Ok, so by now My Simpy is ready to serve fresh links from DP's twisted tours of cyberspace. Only one thing that remains and has been kept for the ultimate effect are the reasons why moving to simpy wasn't just pure attraction (or maybe it was ;): -


  1. Simpy allows private bookmarks

  2. Simpy allows multi-word tags

  3. Simpy allows smooth migration from del.icio.us

  4. Simpy allows searching a user's bookmarks without actually logging in. del.icio.us by default if not logged in searches the entire site.

  5. Simpy shows a select few of the tags that the user has used among top tags (most used tags) and recent tags, so a visitor can directly go to a subset of the bookmarks which have a tag relevant to his/her need as well as search directly thru the provided search box. For the un-tagged links, you might do a (full-text) search...just type in your query in the search box on the user's bookmarks homepage.

  6. Simpy not only provides RSS/Atom feeds for your bookmarks but allows you to keep track of your favorite people's bookmarks via watchlists. Better than watchlists is the watchlists filter option, which lets you not just subscribe to people saving links of your interest but to keep track of only those links which are of your interest. after all we all have myriad interests...don't we? del.icio.us came up recently with the network feature, but to me it looks like a bookmarks of bookmark lists with some bare inter-networking and socializing going on between the members of the network.
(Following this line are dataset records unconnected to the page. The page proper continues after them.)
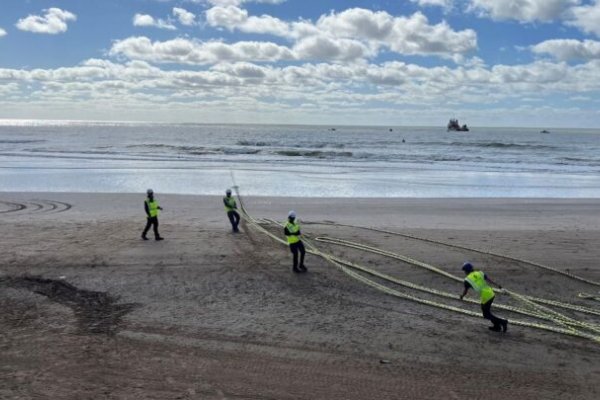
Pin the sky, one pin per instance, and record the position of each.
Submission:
(533, 63)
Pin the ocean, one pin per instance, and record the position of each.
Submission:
(310, 161)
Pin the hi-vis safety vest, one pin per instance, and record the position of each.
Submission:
(477, 281)
(152, 207)
(230, 203)
(292, 228)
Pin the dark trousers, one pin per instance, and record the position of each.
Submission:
(151, 221)
(234, 218)
(296, 248)
(486, 308)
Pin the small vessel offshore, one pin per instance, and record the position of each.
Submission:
(453, 125)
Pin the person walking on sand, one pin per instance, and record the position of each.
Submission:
(292, 232)
(479, 282)
(152, 208)
(230, 208)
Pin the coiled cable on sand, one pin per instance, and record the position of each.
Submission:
(566, 325)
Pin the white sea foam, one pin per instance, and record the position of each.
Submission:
(298, 160)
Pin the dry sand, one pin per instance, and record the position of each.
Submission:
(207, 314)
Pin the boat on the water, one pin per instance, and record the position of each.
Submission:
(453, 125)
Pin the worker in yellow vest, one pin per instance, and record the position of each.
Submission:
(230, 208)
(152, 209)
(292, 233)
(479, 282)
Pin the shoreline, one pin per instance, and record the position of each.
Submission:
(222, 315)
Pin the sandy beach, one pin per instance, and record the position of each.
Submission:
(91, 311)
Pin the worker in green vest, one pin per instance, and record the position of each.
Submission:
(479, 282)
(230, 208)
(292, 233)
(152, 209)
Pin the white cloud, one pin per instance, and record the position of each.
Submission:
(569, 49)
(354, 31)
(231, 90)
(185, 51)
(523, 10)
(146, 20)
(232, 18)
(434, 3)
(185, 17)
(328, 48)
(53, 22)
(586, 18)
(225, 3)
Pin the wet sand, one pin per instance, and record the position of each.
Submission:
(91, 311)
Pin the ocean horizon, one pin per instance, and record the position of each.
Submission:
(298, 160)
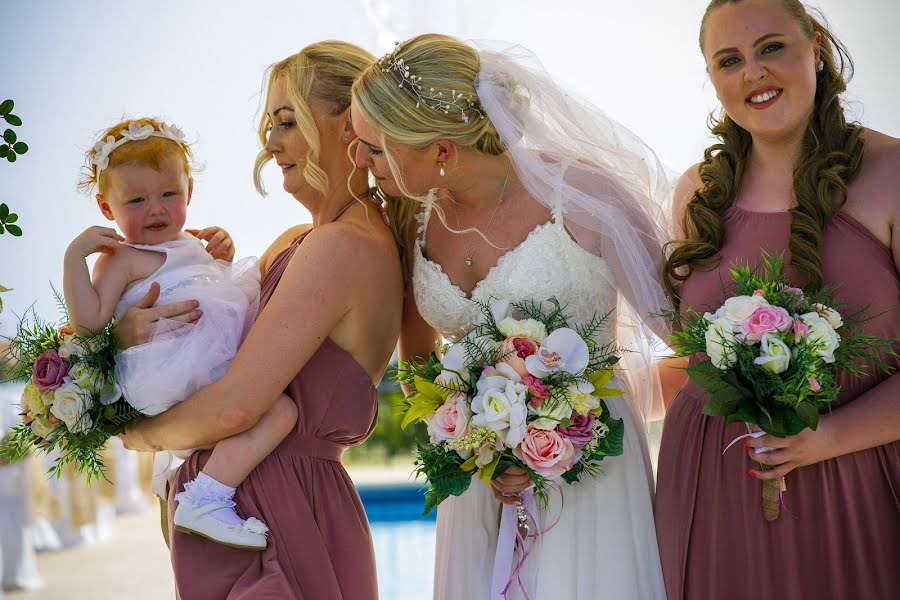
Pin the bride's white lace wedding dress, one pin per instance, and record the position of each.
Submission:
(604, 543)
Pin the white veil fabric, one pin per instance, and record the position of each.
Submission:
(612, 190)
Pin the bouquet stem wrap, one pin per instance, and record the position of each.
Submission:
(771, 498)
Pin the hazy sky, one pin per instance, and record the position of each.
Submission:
(75, 68)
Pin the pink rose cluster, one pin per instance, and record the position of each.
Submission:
(766, 319)
(548, 452)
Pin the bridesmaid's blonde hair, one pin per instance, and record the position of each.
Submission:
(323, 71)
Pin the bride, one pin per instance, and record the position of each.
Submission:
(523, 193)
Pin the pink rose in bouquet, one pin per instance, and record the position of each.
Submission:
(580, 432)
(766, 319)
(515, 350)
(49, 370)
(450, 420)
(801, 330)
(547, 452)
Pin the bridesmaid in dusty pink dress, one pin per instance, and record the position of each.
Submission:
(789, 175)
(328, 322)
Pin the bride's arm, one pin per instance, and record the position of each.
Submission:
(316, 291)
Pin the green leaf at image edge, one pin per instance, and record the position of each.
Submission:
(706, 375)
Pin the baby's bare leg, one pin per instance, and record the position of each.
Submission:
(234, 458)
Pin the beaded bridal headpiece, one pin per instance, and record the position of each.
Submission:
(456, 102)
(135, 131)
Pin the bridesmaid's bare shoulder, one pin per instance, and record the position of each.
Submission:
(874, 198)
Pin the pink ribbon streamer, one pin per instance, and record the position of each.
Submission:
(513, 545)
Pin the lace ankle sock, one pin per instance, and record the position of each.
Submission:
(203, 490)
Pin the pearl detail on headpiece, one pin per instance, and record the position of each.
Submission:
(467, 106)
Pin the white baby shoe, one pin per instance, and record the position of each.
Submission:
(251, 535)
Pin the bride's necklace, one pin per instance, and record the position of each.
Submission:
(471, 252)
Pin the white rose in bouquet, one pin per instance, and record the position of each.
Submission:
(529, 328)
(500, 406)
(774, 354)
(70, 403)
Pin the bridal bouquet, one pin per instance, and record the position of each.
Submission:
(71, 402)
(774, 353)
(523, 390)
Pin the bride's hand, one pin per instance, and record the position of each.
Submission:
(138, 321)
(510, 484)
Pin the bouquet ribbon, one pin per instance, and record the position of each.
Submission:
(515, 543)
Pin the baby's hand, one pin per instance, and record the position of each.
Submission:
(218, 242)
(96, 239)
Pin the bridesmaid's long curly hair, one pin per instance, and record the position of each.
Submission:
(830, 159)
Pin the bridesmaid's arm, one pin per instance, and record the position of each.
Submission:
(872, 419)
(313, 296)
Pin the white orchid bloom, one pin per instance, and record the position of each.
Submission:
(563, 350)
(499, 310)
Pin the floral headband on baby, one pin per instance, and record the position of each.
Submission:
(135, 131)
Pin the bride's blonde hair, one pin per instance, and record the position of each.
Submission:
(444, 64)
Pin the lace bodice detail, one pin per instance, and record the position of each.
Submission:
(548, 263)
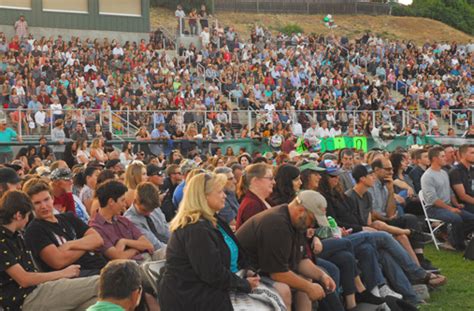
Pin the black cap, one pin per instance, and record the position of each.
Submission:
(9, 175)
(111, 163)
(361, 170)
(152, 170)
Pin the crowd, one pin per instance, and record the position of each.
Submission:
(288, 82)
(296, 230)
(331, 230)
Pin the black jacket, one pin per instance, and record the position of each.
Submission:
(197, 274)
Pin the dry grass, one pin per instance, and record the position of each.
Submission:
(391, 27)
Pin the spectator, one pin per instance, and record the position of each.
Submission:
(58, 135)
(442, 204)
(422, 162)
(279, 232)
(119, 286)
(122, 240)
(6, 136)
(211, 271)
(255, 186)
(146, 215)
(231, 207)
(9, 180)
(80, 133)
(21, 286)
(21, 28)
(461, 178)
(175, 177)
(58, 241)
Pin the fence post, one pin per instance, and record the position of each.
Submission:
(20, 123)
(51, 121)
(128, 122)
(249, 119)
(110, 121)
(450, 118)
(404, 121)
(373, 119)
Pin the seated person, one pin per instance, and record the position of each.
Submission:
(58, 241)
(461, 177)
(119, 286)
(275, 242)
(122, 240)
(21, 287)
(145, 213)
(441, 202)
(203, 255)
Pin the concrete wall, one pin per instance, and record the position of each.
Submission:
(92, 20)
(39, 32)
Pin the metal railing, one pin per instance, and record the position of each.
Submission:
(126, 123)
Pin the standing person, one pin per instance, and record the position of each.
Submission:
(21, 28)
(180, 15)
(346, 161)
(461, 177)
(58, 135)
(274, 240)
(441, 203)
(422, 162)
(6, 136)
(203, 254)
(21, 287)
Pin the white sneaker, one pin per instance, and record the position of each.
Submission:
(387, 291)
(375, 291)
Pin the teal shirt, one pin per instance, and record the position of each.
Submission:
(6, 137)
(233, 248)
(105, 306)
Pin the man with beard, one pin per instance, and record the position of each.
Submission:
(461, 177)
(274, 240)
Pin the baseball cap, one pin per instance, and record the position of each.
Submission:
(187, 165)
(152, 170)
(111, 163)
(9, 175)
(61, 174)
(312, 167)
(331, 167)
(361, 170)
(315, 203)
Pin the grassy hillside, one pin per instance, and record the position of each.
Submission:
(392, 27)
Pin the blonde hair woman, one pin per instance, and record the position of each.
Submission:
(97, 150)
(134, 175)
(202, 254)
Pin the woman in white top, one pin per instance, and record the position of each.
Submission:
(97, 150)
(83, 156)
(126, 156)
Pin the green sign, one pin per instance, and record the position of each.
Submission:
(336, 143)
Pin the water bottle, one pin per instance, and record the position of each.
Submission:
(336, 232)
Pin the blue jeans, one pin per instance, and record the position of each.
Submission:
(341, 253)
(457, 221)
(398, 267)
(366, 253)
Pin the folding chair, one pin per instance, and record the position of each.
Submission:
(152, 272)
(430, 221)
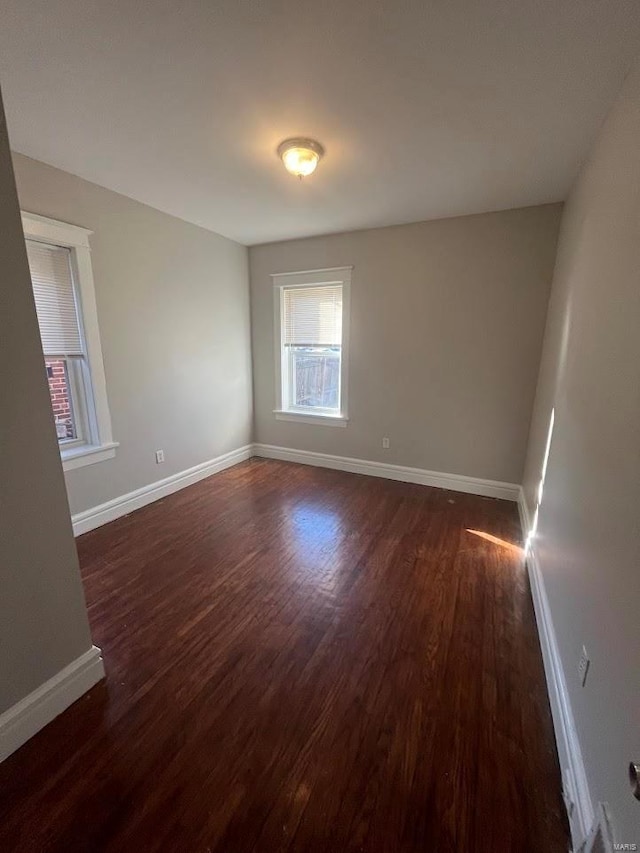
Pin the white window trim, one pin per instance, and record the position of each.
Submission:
(309, 278)
(102, 446)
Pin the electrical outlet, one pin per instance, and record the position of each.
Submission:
(583, 666)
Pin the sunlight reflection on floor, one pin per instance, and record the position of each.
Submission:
(516, 549)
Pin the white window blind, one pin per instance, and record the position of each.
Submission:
(50, 268)
(313, 316)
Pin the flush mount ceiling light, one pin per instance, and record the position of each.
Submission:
(300, 156)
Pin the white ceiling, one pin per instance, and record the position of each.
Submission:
(426, 108)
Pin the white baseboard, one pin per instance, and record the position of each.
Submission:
(109, 511)
(455, 482)
(582, 818)
(39, 708)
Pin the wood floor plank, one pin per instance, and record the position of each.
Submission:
(300, 659)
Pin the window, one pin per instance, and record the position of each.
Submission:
(62, 280)
(312, 314)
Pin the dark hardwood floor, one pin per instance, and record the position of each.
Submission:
(300, 660)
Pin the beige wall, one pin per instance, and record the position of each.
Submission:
(447, 319)
(173, 311)
(43, 621)
(588, 537)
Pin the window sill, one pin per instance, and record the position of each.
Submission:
(88, 454)
(317, 420)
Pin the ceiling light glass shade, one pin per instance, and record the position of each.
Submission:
(300, 156)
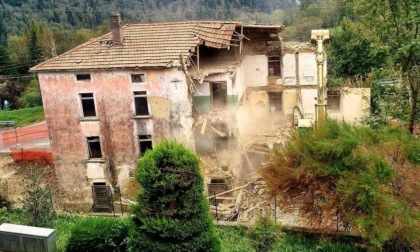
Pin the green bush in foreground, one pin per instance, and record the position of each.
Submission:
(99, 234)
(367, 177)
(172, 213)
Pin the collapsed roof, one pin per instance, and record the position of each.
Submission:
(148, 45)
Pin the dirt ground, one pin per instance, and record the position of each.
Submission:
(13, 177)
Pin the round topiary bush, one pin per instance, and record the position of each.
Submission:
(172, 213)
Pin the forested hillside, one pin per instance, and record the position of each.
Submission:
(17, 14)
  7. Detect broken, forgotten and even redirected bookmarks. Simpy constantly crawls, checks, and re-indexes your bookmarks, allowing you to quickly see all your broken bookmarks and fix them.

  8. Simpy Notes. This is something that i looked up right now. An extra service just to keep the user interested. These are not exactly the notes that you attach to del.icio.us bookmarks but kind of random bits of textual info that u might want to save for later reference while browsing the www. google also has it's google notebook product but a google account is not as accessible as a simpy account. so now you could even have say the links to download all your favorite software in a notepage typed at home and go to the university and squeeze the bandwidth limits and get all the MB's and GB's of software :) There are examples of shopping lists and to-do's but those are not exactly what i have in mind for stuff that i want to get access to anytime and anywhere.

  9. Besides providing syndicated feeds for both user's bookmarks (all) and user's bookmarks (by a tag), simpy allows to generate a feed from a search query...like a saved search query, like google blogsearch's auto-generated feed for it's search results

  10. Simpy allows storing, accessing and retrieving bookmarks et al using the REST API and provides client libraries in java, python, php, ruby and perl


I suppose that's a whole lotta love for simpy....still loads more reasons to explore and appreciate this service.